CONCERNS by defence attorneys over “fresh” details contained in a victim impact statement from the father of the man allegedly murdered by Dantay Brooks — son of dancehall artiste Mavado — and co-accused Andre Hinds yesterday interrupted the planned sentencing of the two.
Brooks and Hinds were in January this year found guilty of the 2018 murder of Lorenzo “Israel” Thomas in Cassava Piece, St Andrew, as well as arson.
The two — who were tried before Supreme Court Judge Justice Leighton Pusey for the murder of Thomas, who was shot on June 5, 2018 and his body burnt beyond recognition after his house was set alight — were to be sentenced yesterday.
However, defence attorneys representing the men questioned the legality of the victim impact statement as it related to that particular case and also expressed concern that the statement contained some material which may imply other illegal acts by the defendants which would place them in an unfair position since they would be unable to challenge, as it comes after the trial. They further argued that “new assertions” made in the statement had the possibility to influence the sentence handed down eventually.
Brooks is represented by attorneys Peter Champagnie, QC; Oswest Senior-Smith; and Tamika Harris. Hinds is represented by Kemar Robinson.
Champagnie, leading the charge yesterday, said, “The fear that we have is that the document in question indicated to me certain things that go beyond the perimeters of what a victim impact statement is to be about.

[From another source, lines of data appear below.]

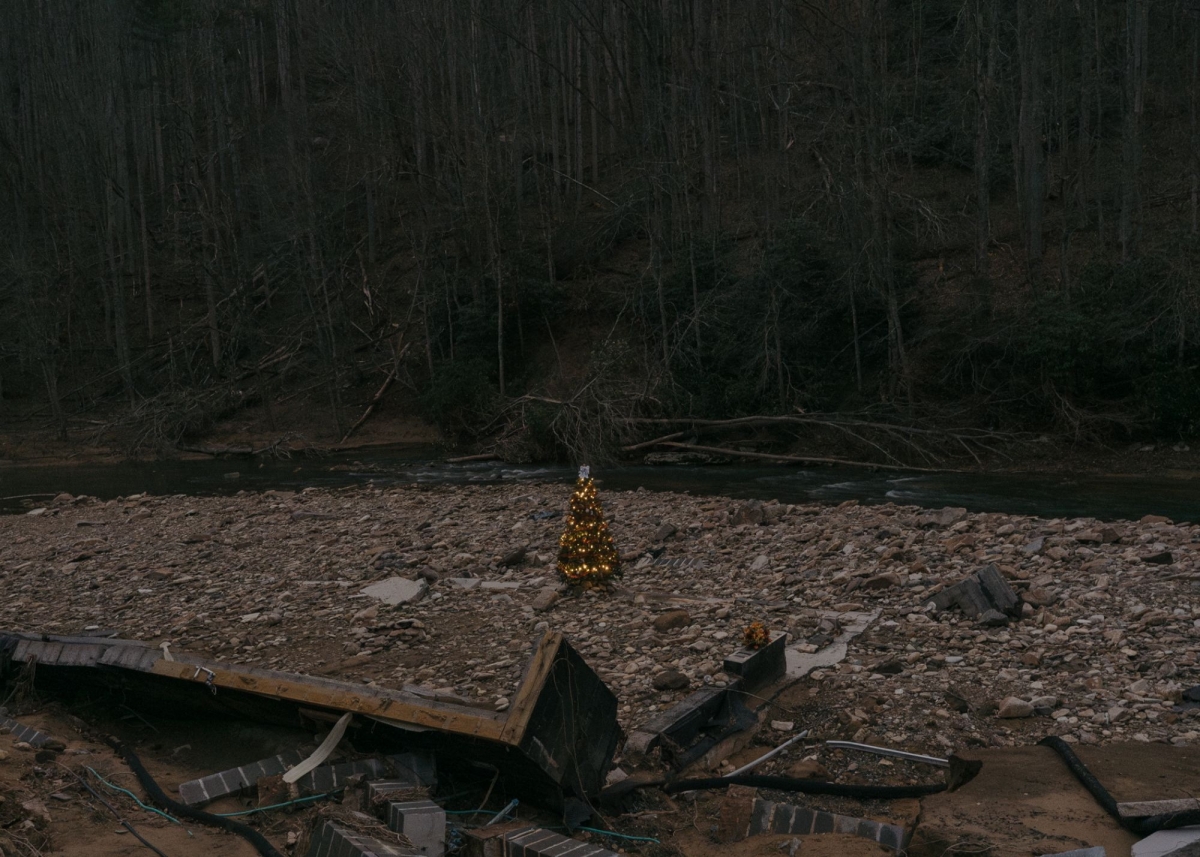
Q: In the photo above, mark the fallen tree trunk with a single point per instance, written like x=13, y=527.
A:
x=375, y=403
x=797, y=459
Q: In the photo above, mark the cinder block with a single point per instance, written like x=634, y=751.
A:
x=423, y=821
x=225, y=783
x=535, y=841
x=490, y=841
x=333, y=840
x=759, y=666
x=783, y=817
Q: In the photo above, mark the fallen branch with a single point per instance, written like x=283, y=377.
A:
x=481, y=456
x=375, y=403
x=798, y=459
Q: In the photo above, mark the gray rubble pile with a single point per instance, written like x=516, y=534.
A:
x=1099, y=646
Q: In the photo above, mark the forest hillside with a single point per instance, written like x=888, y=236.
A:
x=555, y=226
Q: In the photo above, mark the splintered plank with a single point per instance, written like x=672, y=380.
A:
x=563, y=719
x=1141, y=809
x=343, y=696
x=529, y=691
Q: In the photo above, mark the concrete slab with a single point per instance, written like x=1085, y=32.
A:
x=801, y=664
x=397, y=591
x=1025, y=799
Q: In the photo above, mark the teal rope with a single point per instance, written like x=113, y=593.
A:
x=471, y=811
x=136, y=798
x=619, y=835
x=277, y=805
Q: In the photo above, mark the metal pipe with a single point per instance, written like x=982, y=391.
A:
x=774, y=753
x=885, y=751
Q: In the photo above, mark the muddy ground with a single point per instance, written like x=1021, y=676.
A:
x=1104, y=649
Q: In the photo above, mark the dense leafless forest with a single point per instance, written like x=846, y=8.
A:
x=539, y=220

The context of this document is making entirely new assertions and allegations that were never before a feature of the evidence in this particular case, and what is even more exacerbating is that this victim impact statement comes from the very witness who gave evidence in this matter and who is now, through this statement, raising additional things that were never a feature of his testimony. So to that extent it would be unfair”.
He also questioned the legal basis on which the victim impact statement was being allowed in this case, pointing out that although the Plea Negotiation Act contemplates such, he does not know of it in any other legislation and further queried the basis on which the Crown was using the material.
Prosecutors, however, rebutted, noting that victim impact statements were not new in this jurisdiction.
On the issue of the information in the statement being prejudicial, one senior prosecutor from the Office of the Director of Public Prosecutions said, “The very reason the statement was served on my friends long before today’s date was for them to have a look at the document and say to us this line, that paragraph needs to be edited and that can be done even today, but I do not believe it should be put aside just like that, it is certainly not new, it is not different and there is nothing unusual about it.”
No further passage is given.